PHASE 03 // IMPLEMENT

recfo@implement:~/runbooks/s4-05
S4-05 · Understand Cloud Usage and Cost · Anomaly Management

Define Anomaly Response Workflow

Why

Detection without response is an alarm nobody answers. A mature anomaly management capability covers the full lifecycle: Detect → Notify → Triage → Resolve → Review. Defined SLAs turn anomaly alerts into resolved incidents rather than ignored notifications. Without a response workflow, the same spike recurs next month because root causes are never addressed.

What

Define a response workflow with severity-based SLAs, triage process, resolution tracking, and post-incident review. The output is a documented runbook that every alert links to.

How

Define Severity Levels and SLAs

SeverityDetection → AcknowledgementAcknowledgement → ResolutionEscalation Path
Critical (>$5K/day)< 1 hour< 4 hoursAuto-escalate to Eng Director at 1 hour
High ($1K–5K/day)< 4 hours< 24 hoursAuto-escalate to manager at 4 hours
Medium ($200–1K/day)< 24 hours< 5 business daysIncluded in weekly FinOps review
Low (<$200/day)Weekly digestBest effortNo escalation — tracked in backlog

Define the Triage Process

When an alert arrives, the owner must answer one question: is this expected or unexpected?

Anomaly Lifecycle
═══════════════════════════════════════════════════════════════

  Detect    → Notify    → Triage       → Resolve    → Review
  ─────────   ─────────   ───────────   ──────────   ────────
  ML-based    Route to    Expected or   Stop the     Root
  or          owner via   unexpected?   bleeding.    cause.
  threshold   Slack.      Who owns it?  Remediate    Prevent
                                        or accept.   again.

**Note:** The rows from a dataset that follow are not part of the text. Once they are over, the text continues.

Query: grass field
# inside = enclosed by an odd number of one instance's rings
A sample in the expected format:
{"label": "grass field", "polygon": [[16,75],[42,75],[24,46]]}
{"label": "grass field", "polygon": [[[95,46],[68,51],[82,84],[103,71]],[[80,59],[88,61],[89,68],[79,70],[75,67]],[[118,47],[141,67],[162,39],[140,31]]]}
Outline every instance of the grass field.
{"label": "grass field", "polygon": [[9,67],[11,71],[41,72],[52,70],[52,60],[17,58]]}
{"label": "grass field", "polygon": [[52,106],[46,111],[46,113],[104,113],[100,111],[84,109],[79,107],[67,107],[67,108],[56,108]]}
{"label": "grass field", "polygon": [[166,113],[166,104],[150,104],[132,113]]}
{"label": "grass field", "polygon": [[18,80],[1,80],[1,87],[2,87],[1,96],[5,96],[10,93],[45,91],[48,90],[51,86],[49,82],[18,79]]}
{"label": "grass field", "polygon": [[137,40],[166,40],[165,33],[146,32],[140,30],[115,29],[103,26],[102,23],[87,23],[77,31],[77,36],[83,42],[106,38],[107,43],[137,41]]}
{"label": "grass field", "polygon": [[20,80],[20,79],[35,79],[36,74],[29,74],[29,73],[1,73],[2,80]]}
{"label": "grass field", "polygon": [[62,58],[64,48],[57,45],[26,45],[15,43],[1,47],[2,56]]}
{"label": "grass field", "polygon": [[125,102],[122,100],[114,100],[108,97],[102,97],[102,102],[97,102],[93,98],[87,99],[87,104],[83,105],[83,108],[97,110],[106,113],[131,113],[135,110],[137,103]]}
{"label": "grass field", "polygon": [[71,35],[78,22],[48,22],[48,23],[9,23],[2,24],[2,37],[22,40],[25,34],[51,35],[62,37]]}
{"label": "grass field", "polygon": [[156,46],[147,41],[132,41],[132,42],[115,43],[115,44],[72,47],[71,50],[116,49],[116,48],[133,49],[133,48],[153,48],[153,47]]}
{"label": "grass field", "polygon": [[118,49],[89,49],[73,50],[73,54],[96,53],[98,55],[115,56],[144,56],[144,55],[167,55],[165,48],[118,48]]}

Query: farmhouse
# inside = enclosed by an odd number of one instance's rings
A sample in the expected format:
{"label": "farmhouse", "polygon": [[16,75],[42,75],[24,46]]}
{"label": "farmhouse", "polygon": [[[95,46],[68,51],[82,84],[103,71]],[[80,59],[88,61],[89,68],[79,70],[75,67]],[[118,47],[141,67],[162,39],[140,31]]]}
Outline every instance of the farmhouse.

  ◄── AUTOMATED ──►       ◄────── HUMAN ──────────────────►

Expected causes: planned deployment, migration, seasonal spike, data transfer job, auto-scaling event. Action: acknowledge and close.

Unexpected causes: misconfiguration, runaway process, security breach, orphaned resources, accidental instance type change. Action: remediate and investigate root cause.

Create an ITSM ticket template for anomalies with fields: anomaly date, affected resource/account, estimated daily impact ($), severity, expected/unexpected classification, root cause, remediation action, lessons learned.

Configure ITSM Integration

Auto-create tickets from alerts for High and Critical severity:

ProviderIntegration Path
AWSEventBridge → Lambda → Jira/ServiceNow API
AzureAction Group → Logic App → Jira/ServiceNow connector
GCPPub/Sub → Cloud Function → Jira/ServiceNow API
Cross-cloudCloud Custodian notify action with ticket creation

For Medium/Low, aggregate into a weekly digest rather than creating individual tickets.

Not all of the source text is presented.